Malaysia, Indonesia to Rescue Boat Migrants as Myanmar Agrees to Talk

KUALA LUMPUR (DPA) — Malaysia and Indonesia Thursday said they would start helping thousands of Rohingya migrants on boats off their shores, as Myanmar said it would attend a regional conference on the crisis next week.

Malaysia and Indonesia agreed Wednesday to give temporary shelter to the more than 7,000 migrants, as long as the international community agreed to help resettle them within a year.

Malaysian Prime Minister Najib Razak ordered the navy and the coast guard "to conduct search and rescue efforts for Rohingya boats," he said on Facebook Thursday. "We have to prevent the loss of life," he said.

A Malaysian navy official confirmed they were on the lookout for migrants and "ready to assist them and bring them to our shores. But I have not received any report of migrants' boats sightings."

Indonesia's Foreign Ministry spokesman Arrmanatha Nasir said they were also looking for migrants at sea.

He said about 40 per cent of those who already arrived in Indonesia were from Bangladesh, and they would be repatriated once identification was completed.

Indonesia needed international help for the operation, he said. "It's an international humanitarian issue and not just the responsibility of individual countries."

Thailand also agreed to provide assistance to the migrants at sea, but stopped short of giving them permission to disembark, saying details would have to wait until after a regional conference in Bangkok on May 29.

Myanmar, which earlier said it would not attend the Bangkok meeting, was now planning to send a delegation, an official said.

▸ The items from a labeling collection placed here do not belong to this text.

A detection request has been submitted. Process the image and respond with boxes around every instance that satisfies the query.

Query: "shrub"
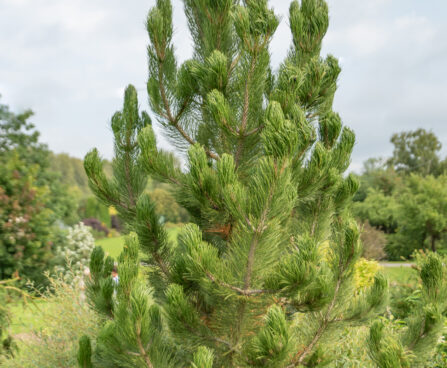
[0,277,99,368]
[360,221,387,261]
[354,258,380,290]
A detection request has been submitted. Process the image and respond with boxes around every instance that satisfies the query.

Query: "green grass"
[383,267,417,285]
[96,226,181,259]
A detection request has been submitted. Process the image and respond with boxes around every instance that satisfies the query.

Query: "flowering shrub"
[56,222,95,282]
[354,258,381,289]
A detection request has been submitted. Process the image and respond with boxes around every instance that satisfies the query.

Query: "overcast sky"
[0,0,447,171]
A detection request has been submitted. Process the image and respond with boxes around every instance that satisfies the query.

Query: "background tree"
[396,175,447,254]
[389,129,445,176]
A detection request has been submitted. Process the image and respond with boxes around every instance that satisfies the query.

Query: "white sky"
[0,0,447,171]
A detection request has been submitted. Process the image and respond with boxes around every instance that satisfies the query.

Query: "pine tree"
[80,0,444,368]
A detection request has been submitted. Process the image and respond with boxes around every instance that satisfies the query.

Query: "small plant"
[56,222,95,282]
[0,274,98,368]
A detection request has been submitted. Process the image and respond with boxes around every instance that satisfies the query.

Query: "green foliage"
[78,335,93,368]
[0,277,28,358]
[149,188,188,223]
[0,277,99,368]
[360,222,387,261]
[80,0,443,368]
[78,197,111,227]
[395,175,447,256]
[0,98,76,283]
[0,154,55,282]
[388,129,446,176]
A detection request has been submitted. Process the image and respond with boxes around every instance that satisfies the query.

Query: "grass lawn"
[96,226,181,259]
[383,266,417,285]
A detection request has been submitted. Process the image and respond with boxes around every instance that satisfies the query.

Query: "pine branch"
[158,61,219,160]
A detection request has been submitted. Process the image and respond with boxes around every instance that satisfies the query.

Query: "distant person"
[112,265,119,286]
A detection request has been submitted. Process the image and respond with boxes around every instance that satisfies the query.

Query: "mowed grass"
[96,226,181,259]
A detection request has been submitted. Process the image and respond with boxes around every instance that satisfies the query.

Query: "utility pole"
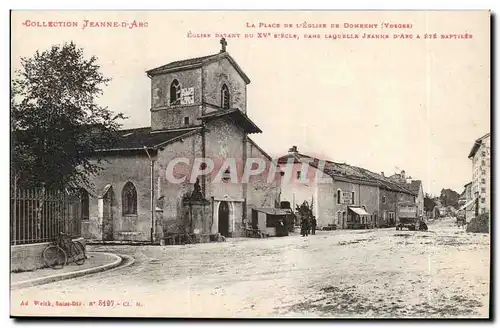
[144,146,156,244]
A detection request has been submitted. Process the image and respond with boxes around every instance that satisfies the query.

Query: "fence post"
[12,176,17,245]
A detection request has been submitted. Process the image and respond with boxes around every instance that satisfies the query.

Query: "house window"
[122,181,137,215]
[170,80,181,105]
[222,168,231,182]
[80,188,89,220]
[220,84,229,109]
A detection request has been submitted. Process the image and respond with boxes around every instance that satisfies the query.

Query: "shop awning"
[349,207,370,216]
[458,199,475,211]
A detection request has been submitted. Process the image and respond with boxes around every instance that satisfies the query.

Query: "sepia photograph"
[9,10,493,319]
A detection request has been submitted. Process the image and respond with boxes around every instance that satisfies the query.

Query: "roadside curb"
[10,252,122,290]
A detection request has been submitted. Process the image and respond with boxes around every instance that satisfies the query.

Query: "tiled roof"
[468,133,490,158]
[278,153,413,194]
[97,127,200,151]
[407,180,422,195]
[147,53,219,74]
[146,52,250,84]
[200,108,262,133]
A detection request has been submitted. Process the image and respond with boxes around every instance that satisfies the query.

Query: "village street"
[11,219,490,318]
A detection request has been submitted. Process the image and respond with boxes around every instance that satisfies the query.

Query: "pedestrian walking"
[311,216,317,235]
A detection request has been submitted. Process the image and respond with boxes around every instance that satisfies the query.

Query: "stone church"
[82,39,280,242]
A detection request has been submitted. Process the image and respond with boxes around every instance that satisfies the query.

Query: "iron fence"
[10,187,82,245]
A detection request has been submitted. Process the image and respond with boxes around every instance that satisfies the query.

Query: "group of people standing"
[300,216,317,237]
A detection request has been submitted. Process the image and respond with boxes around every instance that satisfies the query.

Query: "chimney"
[288,146,298,154]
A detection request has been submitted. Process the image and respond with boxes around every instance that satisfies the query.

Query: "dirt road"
[12,219,490,318]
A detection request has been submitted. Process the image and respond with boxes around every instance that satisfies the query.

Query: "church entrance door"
[219,201,229,237]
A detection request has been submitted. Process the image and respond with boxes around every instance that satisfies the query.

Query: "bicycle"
[42,232,87,269]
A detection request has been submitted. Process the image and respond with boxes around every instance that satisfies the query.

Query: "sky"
[11,11,490,195]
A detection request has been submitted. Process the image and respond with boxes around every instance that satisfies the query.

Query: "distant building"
[468,133,491,215]
[389,170,425,216]
[459,182,476,222]
[278,146,415,229]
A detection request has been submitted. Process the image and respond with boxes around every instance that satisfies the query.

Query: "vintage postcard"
[10,10,492,319]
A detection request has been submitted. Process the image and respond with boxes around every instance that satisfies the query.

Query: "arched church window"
[80,188,89,220]
[122,181,137,215]
[221,84,229,109]
[170,79,181,105]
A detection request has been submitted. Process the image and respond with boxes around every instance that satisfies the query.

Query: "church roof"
[101,127,200,151]
[146,51,250,84]
[200,108,262,133]
[147,53,219,75]
[278,152,413,194]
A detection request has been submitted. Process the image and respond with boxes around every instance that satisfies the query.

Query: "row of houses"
[13,40,423,247]
[278,146,424,229]
[458,133,491,222]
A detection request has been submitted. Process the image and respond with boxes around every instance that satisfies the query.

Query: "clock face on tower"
[153,86,163,107]
[181,88,194,105]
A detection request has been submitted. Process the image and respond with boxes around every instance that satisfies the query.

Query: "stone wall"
[82,151,151,241]
[151,68,202,130]
[203,58,247,113]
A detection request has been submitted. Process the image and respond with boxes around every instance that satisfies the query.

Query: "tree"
[424,194,437,212]
[11,42,124,188]
[439,189,460,208]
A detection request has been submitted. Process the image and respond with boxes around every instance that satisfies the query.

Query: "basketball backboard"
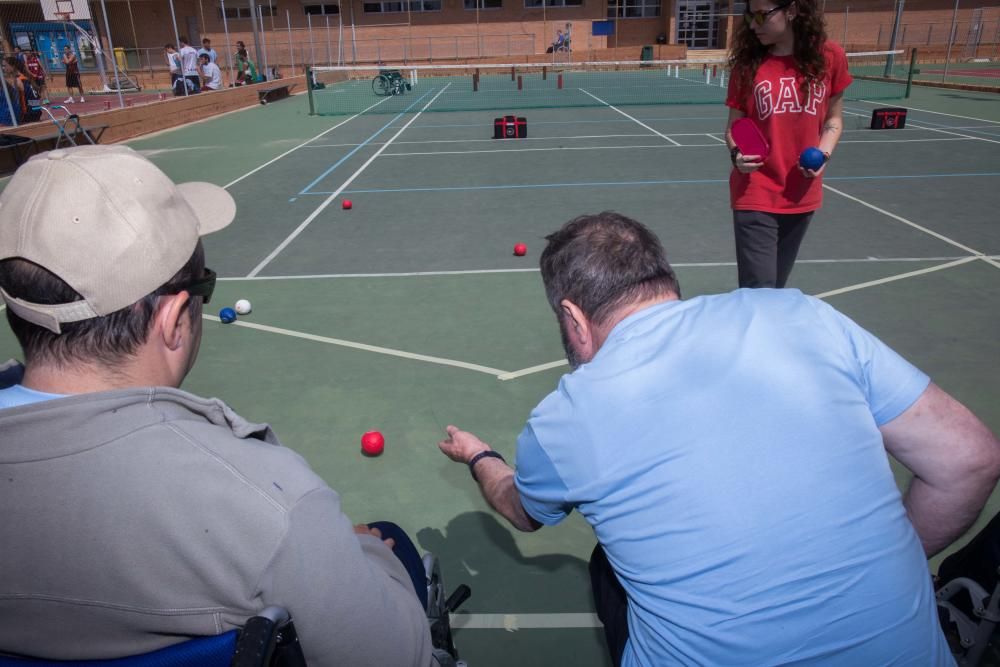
[41,0,91,21]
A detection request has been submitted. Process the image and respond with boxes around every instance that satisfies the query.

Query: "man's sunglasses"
[168,267,216,304]
[743,0,795,25]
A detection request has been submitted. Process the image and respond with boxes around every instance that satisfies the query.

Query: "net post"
[306,65,316,116]
[905,48,917,99]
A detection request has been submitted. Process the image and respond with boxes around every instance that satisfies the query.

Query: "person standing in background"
[726,0,851,287]
[63,44,84,104]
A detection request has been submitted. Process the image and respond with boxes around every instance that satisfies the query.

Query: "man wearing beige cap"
[0,146,431,667]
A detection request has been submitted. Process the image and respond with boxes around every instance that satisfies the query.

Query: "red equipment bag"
[493,116,528,139]
[872,107,906,130]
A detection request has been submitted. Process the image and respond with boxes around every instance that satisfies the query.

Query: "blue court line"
[913,119,1000,137]
[294,171,1000,196]
[299,89,434,196]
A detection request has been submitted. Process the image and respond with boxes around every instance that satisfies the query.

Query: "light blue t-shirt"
[0,363,63,410]
[516,290,954,667]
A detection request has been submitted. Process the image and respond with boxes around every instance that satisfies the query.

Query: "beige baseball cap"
[0,146,236,333]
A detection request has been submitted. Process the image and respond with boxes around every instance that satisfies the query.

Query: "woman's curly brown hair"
[729,0,826,99]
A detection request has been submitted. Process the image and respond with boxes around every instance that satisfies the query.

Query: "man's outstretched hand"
[438,424,492,463]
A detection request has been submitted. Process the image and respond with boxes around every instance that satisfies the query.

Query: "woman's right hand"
[733,153,764,174]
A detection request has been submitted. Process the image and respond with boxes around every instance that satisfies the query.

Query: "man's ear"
[559,299,593,345]
[153,291,191,351]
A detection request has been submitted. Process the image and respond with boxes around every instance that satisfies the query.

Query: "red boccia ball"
[361,431,385,456]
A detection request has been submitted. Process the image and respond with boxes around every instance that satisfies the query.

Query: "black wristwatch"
[469,449,507,483]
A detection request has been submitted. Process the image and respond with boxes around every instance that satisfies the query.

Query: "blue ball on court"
[799,148,826,171]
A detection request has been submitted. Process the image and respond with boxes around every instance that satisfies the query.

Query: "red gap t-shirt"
[726,42,852,213]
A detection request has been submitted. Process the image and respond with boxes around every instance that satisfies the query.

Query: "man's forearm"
[476,458,542,533]
[903,477,996,558]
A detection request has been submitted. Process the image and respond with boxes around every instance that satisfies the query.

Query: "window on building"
[608,0,661,19]
[219,5,278,21]
[302,5,340,16]
[524,0,584,7]
[364,0,441,14]
[465,0,503,10]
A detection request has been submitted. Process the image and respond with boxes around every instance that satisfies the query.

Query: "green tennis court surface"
[309,51,911,115]
[0,79,1000,667]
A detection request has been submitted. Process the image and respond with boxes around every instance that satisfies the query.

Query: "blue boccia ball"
[799,148,826,171]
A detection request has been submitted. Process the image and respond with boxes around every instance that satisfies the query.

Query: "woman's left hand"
[799,162,826,178]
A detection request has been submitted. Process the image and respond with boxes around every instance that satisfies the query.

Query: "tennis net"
[309,51,910,115]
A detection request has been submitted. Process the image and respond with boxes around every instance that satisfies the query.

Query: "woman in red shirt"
[726,0,851,287]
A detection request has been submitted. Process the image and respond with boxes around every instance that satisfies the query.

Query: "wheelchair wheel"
[372,74,393,97]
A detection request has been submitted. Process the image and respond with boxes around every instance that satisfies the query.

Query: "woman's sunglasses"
[743,0,795,25]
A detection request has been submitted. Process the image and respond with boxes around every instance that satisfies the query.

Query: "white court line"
[910,121,1000,144]
[853,100,1000,126]
[823,183,1000,269]
[813,257,980,299]
[247,83,451,278]
[497,359,569,382]
[202,314,506,376]
[385,144,696,157]
[302,134,656,148]
[383,133,977,157]
[222,97,389,189]
[577,88,680,146]
[451,612,604,632]
[217,255,984,282]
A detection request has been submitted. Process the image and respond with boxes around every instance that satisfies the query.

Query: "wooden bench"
[257,83,292,104]
[0,123,111,174]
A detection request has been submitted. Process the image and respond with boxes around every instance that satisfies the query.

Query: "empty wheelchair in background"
[372,69,411,97]
[0,553,472,667]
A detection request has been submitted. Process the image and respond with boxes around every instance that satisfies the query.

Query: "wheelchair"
[372,69,412,97]
[0,553,472,667]
[936,568,1000,667]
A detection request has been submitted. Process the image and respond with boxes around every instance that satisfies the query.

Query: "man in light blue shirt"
[440,213,1000,666]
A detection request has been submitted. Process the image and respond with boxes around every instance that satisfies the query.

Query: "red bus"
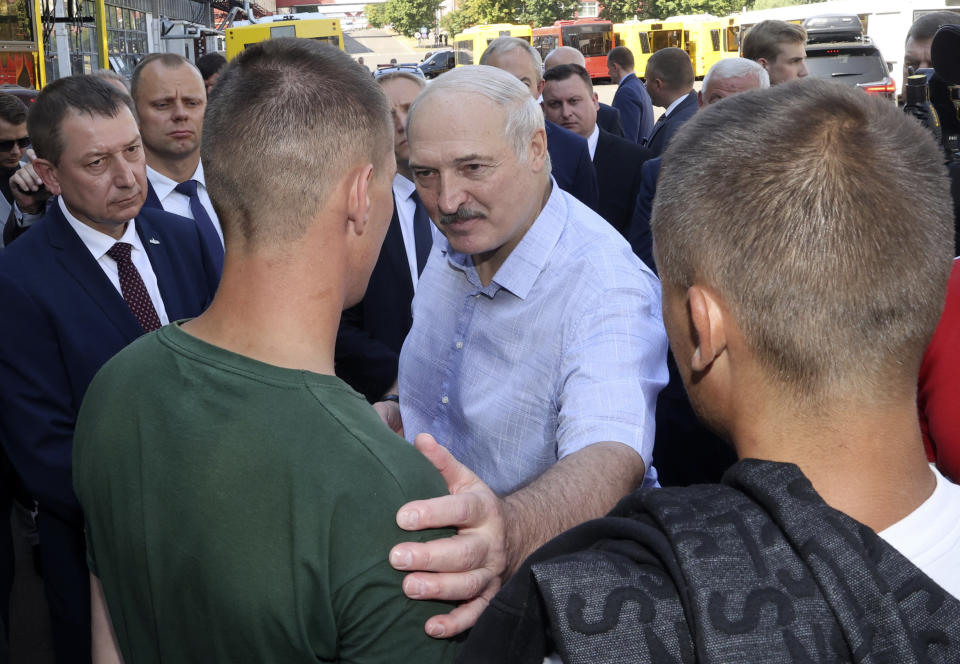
[532,18,613,79]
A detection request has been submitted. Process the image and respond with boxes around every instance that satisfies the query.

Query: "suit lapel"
[136,214,185,321]
[382,195,413,297]
[44,203,143,340]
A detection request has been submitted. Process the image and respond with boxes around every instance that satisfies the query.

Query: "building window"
[105,4,147,78]
[577,2,600,18]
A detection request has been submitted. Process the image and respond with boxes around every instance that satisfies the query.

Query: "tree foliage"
[380,0,442,37]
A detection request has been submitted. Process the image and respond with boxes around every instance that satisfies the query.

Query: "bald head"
[543,46,587,71]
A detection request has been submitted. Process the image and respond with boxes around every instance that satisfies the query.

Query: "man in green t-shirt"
[74,39,457,664]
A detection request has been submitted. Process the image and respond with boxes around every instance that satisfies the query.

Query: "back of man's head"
[130,53,194,104]
[201,38,393,247]
[543,46,587,71]
[740,19,807,62]
[607,46,634,72]
[27,76,133,165]
[645,47,694,92]
[652,80,953,404]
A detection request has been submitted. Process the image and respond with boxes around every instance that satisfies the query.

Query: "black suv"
[420,51,457,78]
[803,14,897,101]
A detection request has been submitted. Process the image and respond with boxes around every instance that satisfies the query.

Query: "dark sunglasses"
[0,136,30,152]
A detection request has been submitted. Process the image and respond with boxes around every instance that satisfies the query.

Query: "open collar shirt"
[399,182,667,495]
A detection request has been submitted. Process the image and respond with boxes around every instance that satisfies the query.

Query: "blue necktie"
[410,190,433,276]
[174,180,223,274]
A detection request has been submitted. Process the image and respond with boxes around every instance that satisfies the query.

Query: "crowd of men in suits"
[0,13,960,662]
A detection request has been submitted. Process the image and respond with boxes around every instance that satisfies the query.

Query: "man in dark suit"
[334,72,435,403]
[607,46,653,145]
[543,46,624,138]
[646,48,698,156]
[480,37,599,210]
[0,76,218,662]
[543,65,650,235]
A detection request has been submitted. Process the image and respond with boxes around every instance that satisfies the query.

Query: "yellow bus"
[226,14,345,60]
[453,23,533,67]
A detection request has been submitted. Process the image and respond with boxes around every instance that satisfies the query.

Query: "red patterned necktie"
[107,242,160,332]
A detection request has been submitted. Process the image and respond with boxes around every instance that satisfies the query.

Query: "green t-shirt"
[74,325,457,664]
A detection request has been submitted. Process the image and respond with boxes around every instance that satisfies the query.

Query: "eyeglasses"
[0,136,30,152]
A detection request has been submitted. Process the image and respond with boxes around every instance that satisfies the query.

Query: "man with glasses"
[0,94,43,247]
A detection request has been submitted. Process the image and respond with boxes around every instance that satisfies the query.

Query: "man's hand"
[390,433,507,638]
[373,401,403,438]
[10,148,50,214]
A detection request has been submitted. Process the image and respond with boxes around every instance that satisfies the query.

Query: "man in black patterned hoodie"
[460,80,960,664]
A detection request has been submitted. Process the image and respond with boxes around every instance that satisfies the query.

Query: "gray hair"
[407,65,549,163]
[700,58,770,90]
[480,37,543,84]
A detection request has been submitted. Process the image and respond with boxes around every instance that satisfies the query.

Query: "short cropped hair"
[700,58,770,90]
[607,46,635,71]
[197,53,227,80]
[27,75,136,165]
[740,19,807,62]
[407,63,544,166]
[90,69,130,91]
[377,71,427,90]
[0,91,27,125]
[200,37,393,246]
[543,65,593,92]
[652,78,953,404]
[644,47,694,91]
[130,53,196,103]
[480,37,543,84]
[907,11,960,41]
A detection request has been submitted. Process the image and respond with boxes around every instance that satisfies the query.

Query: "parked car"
[803,14,897,101]
[420,50,457,78]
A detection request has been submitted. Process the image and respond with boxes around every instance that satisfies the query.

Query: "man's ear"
[346,163,374,235]
[687,285,727,372]
[33,159,61,196]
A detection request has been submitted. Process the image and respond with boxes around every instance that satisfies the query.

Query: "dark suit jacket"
[613,72,653,143]
[335,195,413,403]
[627,157,663,273]
[597,102,623,138]
[0,205,219,526]
[143,179,223,270]
[646,90,699,157]
[593,129,651,235]
[546,120,598,210]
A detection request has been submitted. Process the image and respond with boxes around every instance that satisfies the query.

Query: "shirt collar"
[663,94,690,116]
[393,173,417,201]
[587,124,600,161]
[147,161,207,201]
[447,176,569,300]
[57,196,143,260]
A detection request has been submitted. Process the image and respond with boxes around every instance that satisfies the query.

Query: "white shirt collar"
[57,196,143,261]
[393,173,417,201]
[147,161,207,201]
[587,124,600,161]
[663,93,689,115]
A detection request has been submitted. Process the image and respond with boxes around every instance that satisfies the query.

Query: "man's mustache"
[440,205,487,226]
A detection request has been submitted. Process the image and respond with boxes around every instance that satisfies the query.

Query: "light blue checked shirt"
[400,182,667,495]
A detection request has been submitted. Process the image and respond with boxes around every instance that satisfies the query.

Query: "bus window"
[270,25,297,39]
[453,40,473,65]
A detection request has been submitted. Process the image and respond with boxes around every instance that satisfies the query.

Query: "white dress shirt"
[393,173,440,292]
[587,124,600,161]
[147,161,223,244]
[57,197,170,325]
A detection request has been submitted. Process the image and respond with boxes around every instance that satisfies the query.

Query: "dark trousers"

They would go to "discuss how to tackle the issue of boat people, but we would not accept labelling these people as Rohingya, nor labelling Myanmar as the source of the boat people crisis," a senior government official who asked not to be named told dpa.

Thousands of migrants, mostly members of Myanmar's Muslim ethnic Rohingya group, are stranded on traffickers' boats off the coasts of Thailand, Malaysia and Indonesia, who had been turning them away from their waters until yesterday's agreement.

The Rohingya say they suffer discrimination in Myanmar, which does not recognize them as one of the official ethnic groups, and considers them illegal Bengali immigrants.

Myanmar has been reluctant to join the regional debate, saying it does not wish to internationalize the issue, and denying that any domestic policy is a contributing factor to the problem.

Malaysian Foreign Minister Anifah Aman and Indonesian Foreign Minister Retno Marsudi were in Myanmar Thursday to discuss the migrants issue.

Anifah said he would "discuss and exchange views on the issue of irregular movement of people, in particular, human trafficking and people smuggling in South-East Asia" with his counterpart U Wunna Maung Lwin, the Malaysian Foreign Ministry said.